With Sony’s launch of the PlayStation 4 and the upcoming release of Microsoft’s Xbox One, the eighth generation of video game consoles is here. And with the new consoles comes the age-old question: Which system is better? Consistent factors, like hardware, games and price, recur with every console generation. With this in mind, the question extends beyond which gaming system is superior. Rather, is it worth it to make the leap right now?


While both systems are similar in terms of power, the PS4 seems to have the edge over the Xbox One. Each console boasts nearly identical central processing units (CPU). Where the consoles diverge in terms of hardware is the RAM and graphics processing unit (GPU). While both feature 8GB of RAM, the PS4 has higher bandwidth, more than double that of the Xbox One. Also, the PS4’s GPU is larger and 50 percent more powerful than Microsoft’s system. It is important to note that while the PS4 is technically more powerful, it is up to game developers to make use of the system’s full potential. One caveat: There have been reports of malfunctioning PS4s among the launch systems. It is still too early to determine how many are affected, but it is worth noting.


Each system boasts an extensive lineup of games both at launch and within the launch window, which lasts until March 2014. However, after factoring out multi-platform titles, both systems are relatively barren of the most important part of each system: the games. At launch, the two major games released for the PS4 were “Knack” and “Killzone: Shadow Fall.”

“Knack” is an interesting return to the action platformer genre, but has been criticized for lacking depth. On the other hand, “Killzone: Shadow Fall” is yet another first-person shooter (FPS) in a market saturated with similar titles. “Infamous: Second Son” could be the biggest title within the PS4 launch window, but with a March 2014 release date, there is no reason to rush.

Xbox One features a larger list of exclusives, with “Ryse: Son of Rome,” “Dead Rising 3” and “Killer Instinct.” “Ryse” and “Dead Rising 3” both provide a third-person action experience, with the former focusing on tactics and the latter relying on weapon creation. “Killer Instinct” provides some diversity with a polished fighting game aimed at both experienced players and those new to the genre. “Titanfall,” a game developed by former members of Infinity Ward, manages to mix up the FPS genre with the inclusion of mechs, but isn’t set to release until March.
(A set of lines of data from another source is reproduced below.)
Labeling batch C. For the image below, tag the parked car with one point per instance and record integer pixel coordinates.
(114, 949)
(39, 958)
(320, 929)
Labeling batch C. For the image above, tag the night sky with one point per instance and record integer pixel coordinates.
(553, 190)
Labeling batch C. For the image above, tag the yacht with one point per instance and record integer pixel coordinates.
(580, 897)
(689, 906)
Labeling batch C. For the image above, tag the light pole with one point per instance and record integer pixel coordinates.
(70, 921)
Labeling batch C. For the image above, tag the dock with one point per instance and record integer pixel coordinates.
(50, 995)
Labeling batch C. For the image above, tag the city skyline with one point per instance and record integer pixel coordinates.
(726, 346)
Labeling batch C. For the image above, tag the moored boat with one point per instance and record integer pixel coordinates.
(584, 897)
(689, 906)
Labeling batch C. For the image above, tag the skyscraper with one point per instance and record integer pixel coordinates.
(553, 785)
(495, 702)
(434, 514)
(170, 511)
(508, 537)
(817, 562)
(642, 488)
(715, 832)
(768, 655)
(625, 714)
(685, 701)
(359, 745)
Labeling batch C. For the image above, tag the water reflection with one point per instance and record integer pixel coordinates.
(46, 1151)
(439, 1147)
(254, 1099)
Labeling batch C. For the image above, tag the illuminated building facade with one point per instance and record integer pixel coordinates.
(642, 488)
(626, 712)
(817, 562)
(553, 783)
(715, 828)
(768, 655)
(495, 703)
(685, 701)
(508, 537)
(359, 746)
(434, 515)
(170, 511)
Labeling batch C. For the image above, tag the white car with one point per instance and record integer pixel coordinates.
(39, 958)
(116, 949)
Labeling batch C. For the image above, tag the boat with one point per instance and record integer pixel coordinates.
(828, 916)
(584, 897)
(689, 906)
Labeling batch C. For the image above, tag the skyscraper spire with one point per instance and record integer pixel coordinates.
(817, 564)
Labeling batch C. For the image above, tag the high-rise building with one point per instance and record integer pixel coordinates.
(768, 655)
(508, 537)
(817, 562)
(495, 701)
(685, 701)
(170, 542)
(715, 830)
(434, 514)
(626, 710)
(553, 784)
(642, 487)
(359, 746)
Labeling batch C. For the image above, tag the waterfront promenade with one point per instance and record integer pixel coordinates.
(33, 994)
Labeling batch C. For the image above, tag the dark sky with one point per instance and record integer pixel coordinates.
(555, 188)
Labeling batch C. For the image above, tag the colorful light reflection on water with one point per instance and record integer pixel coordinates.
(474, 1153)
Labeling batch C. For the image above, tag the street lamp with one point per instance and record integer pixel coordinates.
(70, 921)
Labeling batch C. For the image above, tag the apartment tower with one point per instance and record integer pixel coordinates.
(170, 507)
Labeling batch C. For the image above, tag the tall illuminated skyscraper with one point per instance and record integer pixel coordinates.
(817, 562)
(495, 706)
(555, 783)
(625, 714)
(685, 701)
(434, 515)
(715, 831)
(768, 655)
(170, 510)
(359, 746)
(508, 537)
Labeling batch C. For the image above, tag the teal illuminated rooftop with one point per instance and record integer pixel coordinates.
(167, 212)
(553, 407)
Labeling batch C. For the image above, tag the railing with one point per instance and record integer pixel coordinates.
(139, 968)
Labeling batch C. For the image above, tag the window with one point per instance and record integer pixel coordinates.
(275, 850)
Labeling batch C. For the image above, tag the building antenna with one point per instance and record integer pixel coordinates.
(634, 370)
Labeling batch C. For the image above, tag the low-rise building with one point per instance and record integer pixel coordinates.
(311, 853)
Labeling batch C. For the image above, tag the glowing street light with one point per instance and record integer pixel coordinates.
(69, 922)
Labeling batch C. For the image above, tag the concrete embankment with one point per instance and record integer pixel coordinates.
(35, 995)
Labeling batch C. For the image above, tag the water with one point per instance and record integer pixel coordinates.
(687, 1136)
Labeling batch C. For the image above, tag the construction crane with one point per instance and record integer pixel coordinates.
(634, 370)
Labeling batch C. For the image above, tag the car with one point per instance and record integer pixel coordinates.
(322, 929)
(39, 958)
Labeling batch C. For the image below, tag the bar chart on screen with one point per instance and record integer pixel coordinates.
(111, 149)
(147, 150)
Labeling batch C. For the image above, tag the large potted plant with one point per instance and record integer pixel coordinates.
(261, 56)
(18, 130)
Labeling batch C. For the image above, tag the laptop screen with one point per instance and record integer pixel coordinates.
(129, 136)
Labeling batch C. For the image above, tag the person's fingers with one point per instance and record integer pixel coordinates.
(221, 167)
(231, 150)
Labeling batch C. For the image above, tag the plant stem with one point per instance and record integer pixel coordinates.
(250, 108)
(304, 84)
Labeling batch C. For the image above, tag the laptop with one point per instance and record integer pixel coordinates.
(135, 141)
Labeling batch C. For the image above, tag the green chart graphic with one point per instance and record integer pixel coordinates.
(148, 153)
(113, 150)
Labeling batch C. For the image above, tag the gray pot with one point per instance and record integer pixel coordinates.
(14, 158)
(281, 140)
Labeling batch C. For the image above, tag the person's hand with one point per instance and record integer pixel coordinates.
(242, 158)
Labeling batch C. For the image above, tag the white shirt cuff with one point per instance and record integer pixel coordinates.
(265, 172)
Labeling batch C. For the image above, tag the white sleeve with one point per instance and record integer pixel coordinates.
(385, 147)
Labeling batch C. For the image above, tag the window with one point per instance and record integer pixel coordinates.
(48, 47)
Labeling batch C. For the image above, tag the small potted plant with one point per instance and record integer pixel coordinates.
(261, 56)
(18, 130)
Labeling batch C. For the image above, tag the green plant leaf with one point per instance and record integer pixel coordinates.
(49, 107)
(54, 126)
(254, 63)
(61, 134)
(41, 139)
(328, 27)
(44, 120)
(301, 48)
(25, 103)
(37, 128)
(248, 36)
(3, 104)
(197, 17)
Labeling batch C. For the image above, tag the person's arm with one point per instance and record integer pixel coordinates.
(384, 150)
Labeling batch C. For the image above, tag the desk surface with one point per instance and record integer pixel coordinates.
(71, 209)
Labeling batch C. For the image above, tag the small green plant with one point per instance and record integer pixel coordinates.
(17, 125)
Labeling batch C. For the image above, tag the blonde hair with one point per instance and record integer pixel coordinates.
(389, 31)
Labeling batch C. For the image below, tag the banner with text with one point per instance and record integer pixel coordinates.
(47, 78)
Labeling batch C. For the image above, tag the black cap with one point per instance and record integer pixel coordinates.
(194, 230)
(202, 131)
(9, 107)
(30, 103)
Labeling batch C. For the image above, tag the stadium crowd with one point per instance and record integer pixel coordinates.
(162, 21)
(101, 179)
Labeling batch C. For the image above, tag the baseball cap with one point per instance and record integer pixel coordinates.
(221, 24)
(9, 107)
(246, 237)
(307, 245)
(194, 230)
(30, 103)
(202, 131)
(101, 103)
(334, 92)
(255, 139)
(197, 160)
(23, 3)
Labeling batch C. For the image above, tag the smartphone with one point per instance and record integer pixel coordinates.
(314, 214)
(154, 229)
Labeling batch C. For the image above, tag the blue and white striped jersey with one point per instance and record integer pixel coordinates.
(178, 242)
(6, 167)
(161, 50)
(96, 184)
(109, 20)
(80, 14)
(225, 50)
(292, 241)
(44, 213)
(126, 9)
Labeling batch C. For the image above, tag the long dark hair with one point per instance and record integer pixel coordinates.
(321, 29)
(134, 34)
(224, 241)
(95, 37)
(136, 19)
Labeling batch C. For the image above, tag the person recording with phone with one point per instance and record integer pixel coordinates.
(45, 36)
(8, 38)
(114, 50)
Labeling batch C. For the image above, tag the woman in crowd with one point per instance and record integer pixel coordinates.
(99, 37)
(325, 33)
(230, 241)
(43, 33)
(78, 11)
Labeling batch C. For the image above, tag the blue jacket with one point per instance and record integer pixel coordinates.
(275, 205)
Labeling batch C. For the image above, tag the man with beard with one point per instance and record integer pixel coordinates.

While there is a variety of other games available on both systems, including “Call of Duty: Ghosts,” “Battlefield 4” and “Assassin’s Creed 4: Black Flag,” many are already available on modern systems. While it also depends on personal preference, Xbox One has a slightly stronger launch in terms of games.


While it may seem that Sony has a clear-cut advantage over Microsoft in terms of price, one has to consider the overall package that each system provides. The basic PS4 package sits at $400, boasting a $100 price difference from the Xbox One. However, this fails to reflect that the Xbox One includes more out of the box. The Xbox One includes the latest version of Kinect, the system’s camera controller, with every console. The PS4 package, on the other hand, does not include its competitor, the PlayStation Camera, which costs an additional $60. Furthermore, both systems require a subscription to access online multiplayer. PlayStation Plus will cost an additional $50 and includes additional discounts on the PlayStation Store and free games. Xbox Live Gold includes similar features for $60 and also is required to access streaming services like Netflix. Overall, the PS4 is still cheaper than the Xbox One by $50 after factoring in extra peripherals, but players uninterested in motion controls can enjoy a hefty discount with Sony.

As it stands, the Xbox One has a strong starting lineup, but the PS4’s superior hardware and reduced price make it the better system in the long run. Yet, both systems also feature a relatively small library after factoring out multi-platform games. Anyone already making the jump should take advantage of the next-generation versions of this winter’s big-name titles. However, for those hesitant about what system to buy, give it some time. Within a year, both Microsoft and Sony will fix any issues with their systems, and there will be more than enough games to justify the purchase.